A case in point, Blackwell points to one crane manufacturer that provides infinite variable speed or stepless operation of the tower crane’s swing, trolley and hoist drives. But he’s just as impressed by the controls on the 130-tonne, hydraulic all-terrain crane he operates. Virtually all of it is done digitally. “The computer tells me that the crane is level and how much pressure is actually going through each outrigger into the ground,” says Blackwell. “That becomes a factor when you’re lifting heavy pieces. You don’t want to go through the asphalt.”

Barry Deacon agrees. The “Big Hook”, as he is called by his colleagues at Sterling Crane in Edmonton, says the technology underpinning crane technology “has changed massively.” If there’s a downside it’s the loss of “feel” that crane operators have for their equipment. Listening to a machine’s hydraulics, for example, can tell you a lot about how it’s performing.

“Some people don’t have the sense of that and go by their gauges,” says Deacon. “I go by those too, but a lot of times I can also feel the machine. Like bringing down a big tower for example, a lot of the times I can tell you if I’ve touched a stud on the way down just by the feel of the machine.”

Crane operators provide a very specialized service and it’s because of this that they’re considered a breed apart.
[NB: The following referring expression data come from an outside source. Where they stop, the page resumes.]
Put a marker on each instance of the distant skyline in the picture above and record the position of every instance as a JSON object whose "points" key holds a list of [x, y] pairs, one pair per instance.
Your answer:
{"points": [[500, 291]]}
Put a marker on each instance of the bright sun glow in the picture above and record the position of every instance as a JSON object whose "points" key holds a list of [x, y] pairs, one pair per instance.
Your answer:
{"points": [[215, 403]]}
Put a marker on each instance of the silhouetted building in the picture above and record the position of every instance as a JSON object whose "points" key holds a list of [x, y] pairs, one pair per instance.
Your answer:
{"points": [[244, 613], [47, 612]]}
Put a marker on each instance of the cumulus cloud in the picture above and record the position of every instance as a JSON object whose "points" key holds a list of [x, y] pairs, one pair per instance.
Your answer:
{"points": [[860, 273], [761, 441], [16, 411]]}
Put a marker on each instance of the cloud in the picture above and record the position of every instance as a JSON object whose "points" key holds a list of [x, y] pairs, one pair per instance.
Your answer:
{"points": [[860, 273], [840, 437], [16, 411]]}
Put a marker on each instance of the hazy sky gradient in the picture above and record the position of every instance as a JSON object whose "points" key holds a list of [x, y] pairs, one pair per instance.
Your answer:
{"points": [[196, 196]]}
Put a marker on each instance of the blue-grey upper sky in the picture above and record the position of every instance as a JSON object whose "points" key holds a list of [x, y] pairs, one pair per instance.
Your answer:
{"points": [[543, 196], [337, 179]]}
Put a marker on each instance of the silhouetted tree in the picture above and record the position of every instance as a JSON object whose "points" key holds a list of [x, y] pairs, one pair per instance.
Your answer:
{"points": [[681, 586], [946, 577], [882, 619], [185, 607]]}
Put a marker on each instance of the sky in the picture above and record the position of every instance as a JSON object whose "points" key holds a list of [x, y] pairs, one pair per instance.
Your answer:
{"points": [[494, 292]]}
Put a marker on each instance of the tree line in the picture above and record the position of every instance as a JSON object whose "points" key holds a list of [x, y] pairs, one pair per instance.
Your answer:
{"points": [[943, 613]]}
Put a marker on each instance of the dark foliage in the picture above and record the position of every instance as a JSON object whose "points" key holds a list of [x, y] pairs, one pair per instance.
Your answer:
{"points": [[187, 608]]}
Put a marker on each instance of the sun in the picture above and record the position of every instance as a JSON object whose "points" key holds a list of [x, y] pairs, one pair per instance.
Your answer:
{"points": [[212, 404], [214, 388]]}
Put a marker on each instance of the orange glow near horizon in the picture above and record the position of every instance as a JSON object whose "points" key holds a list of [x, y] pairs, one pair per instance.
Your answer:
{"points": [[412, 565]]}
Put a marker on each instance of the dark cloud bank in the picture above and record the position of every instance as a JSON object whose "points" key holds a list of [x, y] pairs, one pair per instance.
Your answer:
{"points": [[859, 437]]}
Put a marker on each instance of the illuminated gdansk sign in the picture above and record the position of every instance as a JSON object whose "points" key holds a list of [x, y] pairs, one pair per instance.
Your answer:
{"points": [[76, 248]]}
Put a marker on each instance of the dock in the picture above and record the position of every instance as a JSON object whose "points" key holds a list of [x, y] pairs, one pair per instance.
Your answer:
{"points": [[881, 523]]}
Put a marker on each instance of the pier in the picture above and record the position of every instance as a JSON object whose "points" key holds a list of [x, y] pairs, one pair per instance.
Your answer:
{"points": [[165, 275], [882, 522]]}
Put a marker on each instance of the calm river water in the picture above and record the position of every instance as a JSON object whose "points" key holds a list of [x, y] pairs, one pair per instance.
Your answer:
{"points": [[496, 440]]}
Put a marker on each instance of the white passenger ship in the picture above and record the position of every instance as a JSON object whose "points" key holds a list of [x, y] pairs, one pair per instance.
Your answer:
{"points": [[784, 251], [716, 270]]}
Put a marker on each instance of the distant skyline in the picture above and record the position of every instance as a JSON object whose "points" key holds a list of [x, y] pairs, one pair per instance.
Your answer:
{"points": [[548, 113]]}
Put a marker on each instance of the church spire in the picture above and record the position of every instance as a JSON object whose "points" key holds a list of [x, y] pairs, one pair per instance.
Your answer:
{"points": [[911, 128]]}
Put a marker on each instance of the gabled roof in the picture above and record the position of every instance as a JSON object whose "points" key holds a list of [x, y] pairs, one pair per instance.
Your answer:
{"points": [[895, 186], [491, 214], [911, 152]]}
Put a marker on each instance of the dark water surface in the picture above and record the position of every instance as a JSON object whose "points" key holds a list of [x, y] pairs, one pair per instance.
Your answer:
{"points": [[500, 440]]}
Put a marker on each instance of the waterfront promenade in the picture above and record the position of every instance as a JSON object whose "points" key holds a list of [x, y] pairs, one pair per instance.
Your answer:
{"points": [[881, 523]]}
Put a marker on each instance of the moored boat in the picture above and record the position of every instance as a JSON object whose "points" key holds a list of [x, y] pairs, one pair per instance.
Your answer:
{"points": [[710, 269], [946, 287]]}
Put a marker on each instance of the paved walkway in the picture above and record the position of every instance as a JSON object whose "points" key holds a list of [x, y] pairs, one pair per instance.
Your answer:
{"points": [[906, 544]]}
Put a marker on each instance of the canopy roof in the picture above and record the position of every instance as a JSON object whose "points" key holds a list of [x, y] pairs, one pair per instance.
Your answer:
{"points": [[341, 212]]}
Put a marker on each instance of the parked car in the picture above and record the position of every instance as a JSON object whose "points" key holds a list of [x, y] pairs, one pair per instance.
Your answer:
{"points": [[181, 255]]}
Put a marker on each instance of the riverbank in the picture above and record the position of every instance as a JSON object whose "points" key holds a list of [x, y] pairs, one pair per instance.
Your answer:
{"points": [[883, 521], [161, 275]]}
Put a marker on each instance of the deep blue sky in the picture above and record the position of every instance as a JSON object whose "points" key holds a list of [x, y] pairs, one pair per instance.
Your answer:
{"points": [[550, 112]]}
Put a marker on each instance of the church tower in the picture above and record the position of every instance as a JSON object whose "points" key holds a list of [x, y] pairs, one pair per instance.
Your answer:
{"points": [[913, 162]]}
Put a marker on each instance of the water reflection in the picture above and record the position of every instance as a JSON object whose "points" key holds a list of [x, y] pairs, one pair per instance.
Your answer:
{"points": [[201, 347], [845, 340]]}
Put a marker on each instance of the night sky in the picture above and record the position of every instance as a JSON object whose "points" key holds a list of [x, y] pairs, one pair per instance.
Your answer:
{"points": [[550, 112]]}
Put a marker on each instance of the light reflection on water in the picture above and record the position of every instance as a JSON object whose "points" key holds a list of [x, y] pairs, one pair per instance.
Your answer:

Tower crane operators, in particular, belong to a kind of informal fraternity. Perched high above the site all day long, with few opportunities to socialize with those below, tower crane operators make up for it by staying in touch with each other long after a job has finished.

“It’s a real small community and I still talk to guys in the tower crane community that I haven’t seen in 10 or 12 years,” says Blackwell. “There’s only so many of us,” Walsh adds. “Everyone kind of knows where everyone is. They still call me up and we talk.” Tower crane operators have more in common than the average employee of a construction company—and a lot more stories, says Beuermann. “You understand what they’re going through.”